Mgr François Ndong était très favorable à l'acculturation religieuse 330 d'après le Père Gilles Sillard 331 . Ce qui peut justifier, par ailleurs, dans une moindre mesure, le fait qu’il ait été choisi pour diriger le Diocèse d'Oyem à sa création en 1969 pour appliquer certainement cette politique. Mais aussi et surtout parce que, en tant que Fang lui même, il était le plus apte. Il avait déjà servi dans cette région en tant que prêtre à Bitam et Mitzic. Il faut aussi noter que le Diocèse d'Oyem jusqu'à nos jours bénéficie de l'unité linguistique: trois- quart de sa population est Fang. Un évêque gabonais qui ne parle pas le fang aurait certainement eu des problèmes de langues pour diriger ce diocèse. Surtout pendant ces années où venait de s'achever le Concile et où l'on parlait de l'introduction des langues africaines dans la liturgie.
En 1969, pour respecter cette logique, Mgr Anguillé fut placé à la tête de l'Archidiocèse peuplé de Ngwèmyèné certes, mais avec une population plus cosmopolite venant d'horizons divers dont la principale langue de communication était le français. Et Mgr François Ndong fut affecté dans le Diocèse d'Oyem.
Des sources invérifiables, notamment dans l'opinion publique, parlent d'une possible nomination de Mgr Ndong à la tête du diocèse d'Oyem pour l'éloigner de la capitale Libreville et des affaires politiques car il était, après 1960, très critique sur la politique de Léon Mba et son régime au point d'être surnommé "Ndong Makarios" 332 par les militants du Parti de Léon Mba, le BDG, qui pensaient que Mgr Ndong était animé par les même intentions.
La nomination des premiers évêques gabonais entre 1961 et 1969 semble surtout avoir obéi aux « critères internes » de la Mission du Gabon pour pérenniser l’œuvre chrétienne. Mais l’opinion laïque a retenu d’autres critères à tendances ethniques et régionalistes. Cette pensée a prévalu jusqu'à nos jours. Cela est d'autant plus vrai qu'en 1980, lorsqu'il s'est agi du départ en retraite de Mgr Ndong, une frange de la population du Diocèse d'Oyem avait revendiqué la nomination d'un natif du diocèse 333 .

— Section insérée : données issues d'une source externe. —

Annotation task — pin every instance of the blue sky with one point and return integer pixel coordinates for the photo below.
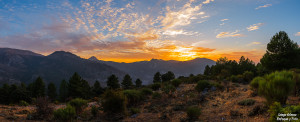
(135, 30)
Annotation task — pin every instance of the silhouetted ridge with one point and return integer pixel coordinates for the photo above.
(93, 58)
(63, 54)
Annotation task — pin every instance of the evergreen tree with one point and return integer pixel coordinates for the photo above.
(86, 89)
(246, 65)
(4, 94)
(63, 90)
(168, 76)
(18, 93)
(282, 53)
(157, 77)
(78, 88)
(207, 70)
(113, 82)
(138, 83)
(127, 82)
(97, 89)
(37, 88)
(52, 94)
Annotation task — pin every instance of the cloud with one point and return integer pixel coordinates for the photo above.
(224, 20)
(254, 26)
(119, 33)
(181, 17)
(207, 1)
(236, 55)
(229, 34)
(178, 32)
(253, 43)
(264, 6)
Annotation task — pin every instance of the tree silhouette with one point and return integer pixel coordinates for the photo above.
(157, 77)
(138, 83)
(52, 91)
(282, 53)
(37, 88)
(127, 82)
(97, 89)
(168, 76)
(63, 90)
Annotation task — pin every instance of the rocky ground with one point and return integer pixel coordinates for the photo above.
(216, 105)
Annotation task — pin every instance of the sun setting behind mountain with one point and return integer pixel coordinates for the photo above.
(149, 60)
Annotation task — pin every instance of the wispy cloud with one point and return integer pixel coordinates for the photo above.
(254, 26)
(264, 6)
(229, 34)
(208, 1)
(224, 20)
(253, 43)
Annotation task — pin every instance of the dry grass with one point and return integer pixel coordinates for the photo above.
(217, 106)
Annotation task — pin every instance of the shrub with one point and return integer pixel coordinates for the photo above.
(247, 102)
(43, 109)
(217, 85)
(234, 78)
(134, 111)
(156, 95)
(94, 111)
(276, 108)
(257, 110)
(65, 114)
(146, 91)
(255, 83)
(176, 82)
(133, 96)
(240, 78)
(155, 86)
(193, 112)
(114, 102)
(276, 86)
(23, 103)
(79, 104)
(168, 88)
(201, 85)
(248, 76)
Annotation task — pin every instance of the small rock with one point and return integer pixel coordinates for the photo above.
(134, 115)
(213, 88)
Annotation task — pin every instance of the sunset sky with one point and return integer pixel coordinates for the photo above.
(137, 30)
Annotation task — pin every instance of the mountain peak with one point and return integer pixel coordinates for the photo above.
(93, 58)
(63, 54)
(11, 51)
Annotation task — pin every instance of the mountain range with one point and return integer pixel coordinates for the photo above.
(18, 66)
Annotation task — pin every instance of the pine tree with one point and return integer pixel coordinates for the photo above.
(168, 76)
(127, 82)
(52, 94)
(63, 90)
(37, 88)
(113, 82)
(157, 77)
(78, 88)
(4, 94)
(138, 83)
(86, 90)
(282, 53)
(207, 70)
(97, 89)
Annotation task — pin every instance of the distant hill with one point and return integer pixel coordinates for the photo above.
(25, 66)
(145, 70)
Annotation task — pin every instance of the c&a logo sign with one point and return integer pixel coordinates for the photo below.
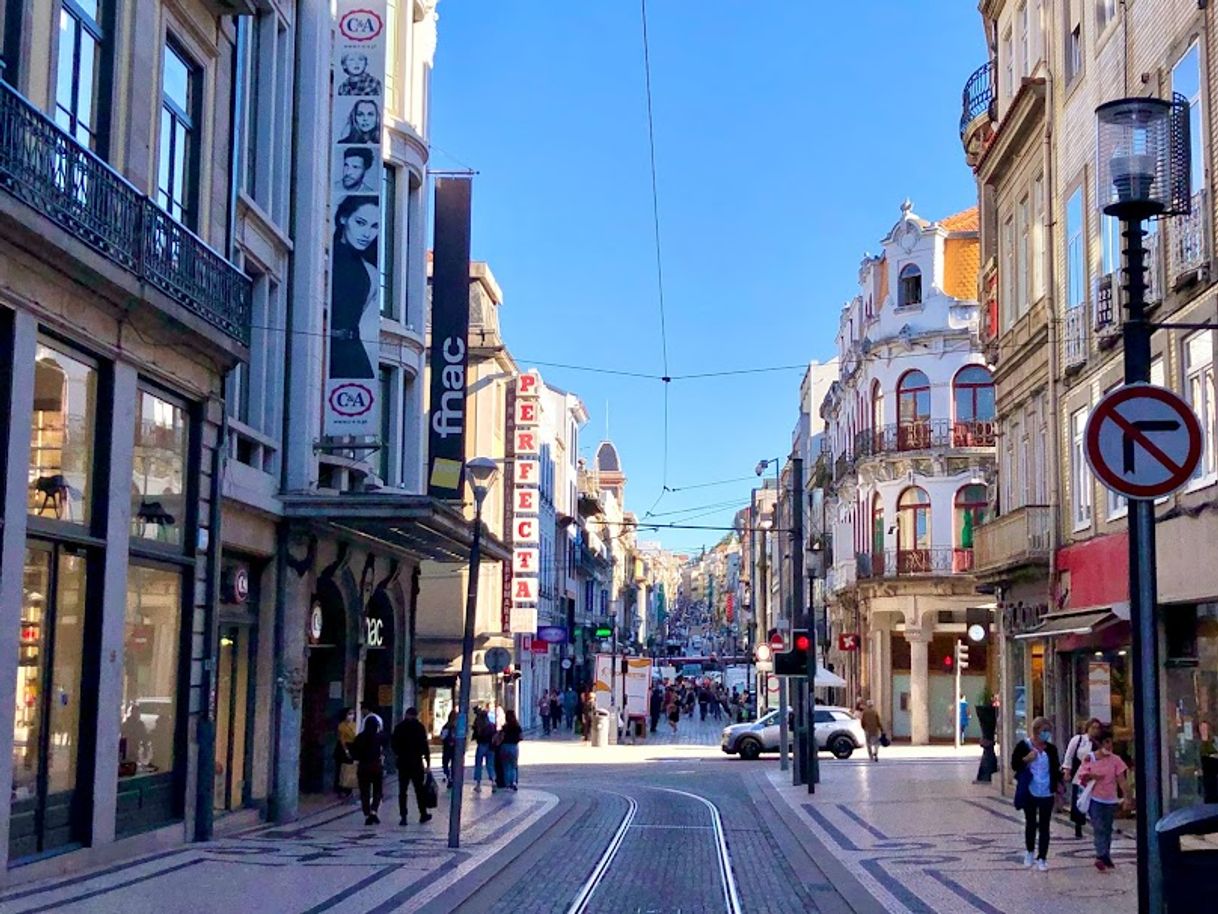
(351, 400)
(361, 26)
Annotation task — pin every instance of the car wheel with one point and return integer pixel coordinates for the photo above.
(749, 748)
(842, 747)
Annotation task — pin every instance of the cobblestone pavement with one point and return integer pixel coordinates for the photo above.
(327, 862)
(922, 837)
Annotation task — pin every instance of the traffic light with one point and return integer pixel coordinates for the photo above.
(794, 662)
(961, 656)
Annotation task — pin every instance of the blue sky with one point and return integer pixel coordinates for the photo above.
(787, 134)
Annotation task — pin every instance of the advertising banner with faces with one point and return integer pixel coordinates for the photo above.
(352, 391)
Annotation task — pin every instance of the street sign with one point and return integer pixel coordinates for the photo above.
(1143, 441)
(497, 659)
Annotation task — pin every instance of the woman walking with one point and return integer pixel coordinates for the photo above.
(1105, 770)
(1038, 772)
(448, 746)
(344, 782)
(369, 752)
(1079, 748)
(509, 747)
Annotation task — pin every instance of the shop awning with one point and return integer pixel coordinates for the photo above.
(417, 525)
(1076, 623)
(825, 679)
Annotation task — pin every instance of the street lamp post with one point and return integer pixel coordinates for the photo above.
(480, 472)
(1143, 173)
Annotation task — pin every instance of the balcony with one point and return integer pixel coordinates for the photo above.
(1076, 336)
(1018, 538)
(45, 168)
(1189, 243)
(916, 563)
(923, 435)
(977, 115)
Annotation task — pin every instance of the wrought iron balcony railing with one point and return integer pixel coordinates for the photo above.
(1076, 335)
(1021, 536)
(978, 95)
(916, 562)
(923, 434)
(1189, 239)
(54, 174)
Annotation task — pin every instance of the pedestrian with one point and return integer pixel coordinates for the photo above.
(484, 753)
(344, 770)
(873, 729)
(570, 702)
(509, 750)
(1105, 770)
(413, 754)
(1079, 748)
(543, 712)
(448, 747)
(1038, 770)
(369, 753)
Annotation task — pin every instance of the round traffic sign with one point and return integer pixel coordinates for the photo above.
(1143, 441)
(497, 659)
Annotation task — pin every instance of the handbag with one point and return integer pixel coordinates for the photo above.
(430, 792)
(1084, 798)
(1022, 787)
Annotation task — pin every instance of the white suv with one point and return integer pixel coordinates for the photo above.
(837, 731)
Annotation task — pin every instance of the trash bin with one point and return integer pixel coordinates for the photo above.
(601, 728)
(1193, 874)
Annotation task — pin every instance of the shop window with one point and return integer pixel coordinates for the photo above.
(61, 449)
(158, 469)
(147, 739)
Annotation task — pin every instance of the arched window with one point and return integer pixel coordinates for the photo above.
(972, 396)
(914, 411)
(972, 505)
(909, 286)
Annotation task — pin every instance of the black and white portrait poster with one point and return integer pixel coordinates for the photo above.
(356, 170)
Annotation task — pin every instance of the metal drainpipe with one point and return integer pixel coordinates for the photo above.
(205, 787)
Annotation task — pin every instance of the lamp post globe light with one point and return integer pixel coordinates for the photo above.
(1143, 160)
(480, 473)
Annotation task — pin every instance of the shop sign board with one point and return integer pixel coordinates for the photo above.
(352, 394)
(1143, 441)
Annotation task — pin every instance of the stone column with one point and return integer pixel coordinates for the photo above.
(920, 686)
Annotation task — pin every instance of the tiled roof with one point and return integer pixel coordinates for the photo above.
(965, 221)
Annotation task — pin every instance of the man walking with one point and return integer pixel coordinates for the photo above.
(411, 747)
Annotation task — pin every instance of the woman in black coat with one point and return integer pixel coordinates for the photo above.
(1038, 775)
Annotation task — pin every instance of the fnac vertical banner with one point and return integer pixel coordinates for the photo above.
(356, 168)
(450, 338)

La fin institutionnelle de la Mission, la création des premiers diocèses et l'ordination des premiers évêques eurent aussi pour corollaires les mutations du personnel religieux. Qu’en était-il de ce personnel?
Les principaux animateurs de la vie politique au Gabon, sur le plan national, étaient originaires de la région de l’Estuaire. Il s’agit de par exemple de Léon Mba, Jean Hilaire Aubame et Paul Gondjout. Nous en parlons dans le Chapitre II. Les premiers évêques du Gabon étaient aussi originaires de cette région.
L'acculturation religieuse c'est le fait d'introduire dans la culture des peuples indigènes des éléments religieux du catholicisme. En convertissant les gabonais, les missionnaires pratiquaient de l'acculturation religieuse. Ce phénomène est le contraire de l'inculturation religieuse. Le fait d'introduire dans le rite catholique romain des éléments de la culture des indigènes. L'inculturation religieuse est encore au stade des balbutiements au Gabon.
Ecrits privés du Père Sillard sur Mgr François Ndong. Ils nous ont été remit lors des entretiens de mars 2000 à Chevilly-Larue.
Archives CSSP, Fond Pouchet, Boite 1002. Ce nom est contenu dans un tract contre Mgr François. Ndong Makarios du non de l’archevêque président chypriote. Mikhail Mouskos (1913-1977) archevêque de Chypre en 1950 sous le non de Makarios III.
Témoignages oraux, entretiens collectifs à Oyem, septembre 2002.